Wer sich indirekt ständig nach einem anderen Partner umschaut oder seine Stelle lieber heute als morgen aufgeben würde, bei dem läuft etwas schief. Loyalität ist unter solchen Bedingungen unmöglich. Ehrlicher ist es, sich zu entscheiden: Ist man mit der jetzigen Situation zufrieden? Ja? Dann verhalte dich loyal. Wenn nicht, dann sollte man schauen, was man ändern kann.

 

- Das Minimum ist nicht genug.

Auf Sparflamme entsteht keine Loyalität. Wer immer nur mit so wenig Einsatz wie möglich durchkommen will, hat vom Wesen der Loyalität nichts verstanden. Loyal sein bedeutet auch, etwas mehr zu leisten, als unbedingt nötig. Die eigene Hilfe anzubieten, sich aktiv in die Firma einzubringen, Freunde tatkräftig zu unterstützen , wo es nötig ist. Klar, das kostet Zeit und Energie, aber es zahlt sich zu 100% aus.

 

- Vertrauen niemals ausnutzen.

Wie leicht könnte man sich manchmal einen kleinen Vorteil auf Kosten anderer verschaffen. Nicht mal daran denken! Wir machen unsere Spesenabrechnung korrekt, benutzen den Firmenkopierer nicht für private Zwecke, tragen nicht mehr Stunden ein, als wir tatsächlich gearbeitet haben. Freunden gegenüber stöbert man nicht in deren Umfeld, öffnet keine fremde Post, plaudert keine Geheimnisse aus. Schließlich möchten wir uns umgekehrt auch darauf verlassen können.

 

- Zivilcourage ist ebenfalls Loyalität.

Nämlich Loyalität Unbekannten gegenüber. Fremden, die unsere Hilfe brauchen und verdienen.

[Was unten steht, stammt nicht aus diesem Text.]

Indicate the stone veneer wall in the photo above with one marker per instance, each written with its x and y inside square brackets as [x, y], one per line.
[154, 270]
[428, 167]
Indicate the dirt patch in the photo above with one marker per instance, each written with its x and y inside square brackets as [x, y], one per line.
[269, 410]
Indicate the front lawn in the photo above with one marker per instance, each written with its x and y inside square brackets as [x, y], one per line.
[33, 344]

Das könnte bedeuten, dass wir die Polizei rufen, wenn wir etwas Unrechtes beobachten.

Dass wir Partei für jemanden ergreifen, der angegriffen, beleidigt oder ungerecht behandelt wird.

Dass wir verlorene Gegenstände zum Fundbüro oder zum Eigentümer zurückbringen. 

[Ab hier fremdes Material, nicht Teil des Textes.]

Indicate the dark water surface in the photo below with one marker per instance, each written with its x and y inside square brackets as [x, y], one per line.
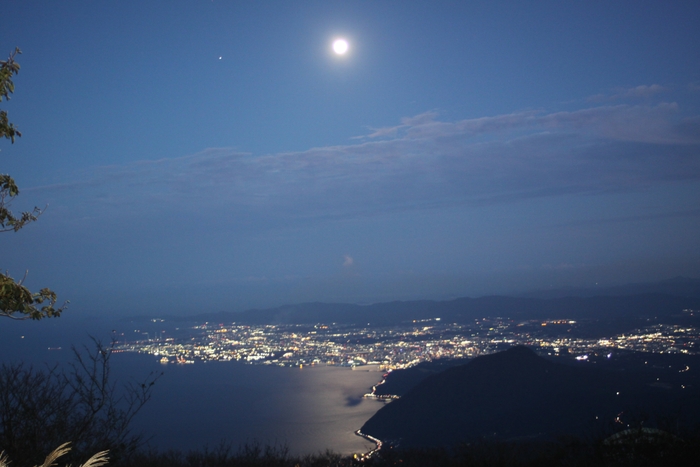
[309, 410]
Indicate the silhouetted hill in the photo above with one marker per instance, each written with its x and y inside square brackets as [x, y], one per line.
[678, 286]
[463, 310]
[516, 395]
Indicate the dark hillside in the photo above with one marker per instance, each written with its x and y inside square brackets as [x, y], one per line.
[517, 395]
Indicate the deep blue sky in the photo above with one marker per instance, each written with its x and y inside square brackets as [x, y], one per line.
[217, 155]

Dass wir die Augen offen halten, ob andere unsere Hilfe brauchen. Vielleicht eine Tür offen zu halten, jemandem in der Schlange den Vortritt lassen, jemandem etwas aufzuheben, das ihm runter gefallen ist. Ich glaube, jeder weiß, was ich meine.

 

- Allerdings hat Loyalität auch Grenzen!

Die Grenzen der Loyalität sind überall dort erreicht, wo sie gegen unser Gewissen gehen. Man muss keinen Betrug des Chefs decken, keine Lügen für einen untreuen Freund erfinden und kein Fehlverhalten in der Familie vertuschen. Sobald man gewisse Entscheidungen oder Forderungen nicht mittragen kann, muss man sich für sein Gewissen und gegen die Loyalität entscheiden.

Denn bei aller Loyalität anderen gegenüber, dürfen wir nicht vergessen, dass wir auch Raum für uns selbst brauchen. Um unser Ding zu machen. Um unabhängig zu bleiben.

Denn wenn wir uns selbst aus den Augen verlieren und immer nur loyal für andere da sind, raubt uns dies langfristig die Kraft, die wir genau dafür brauchen.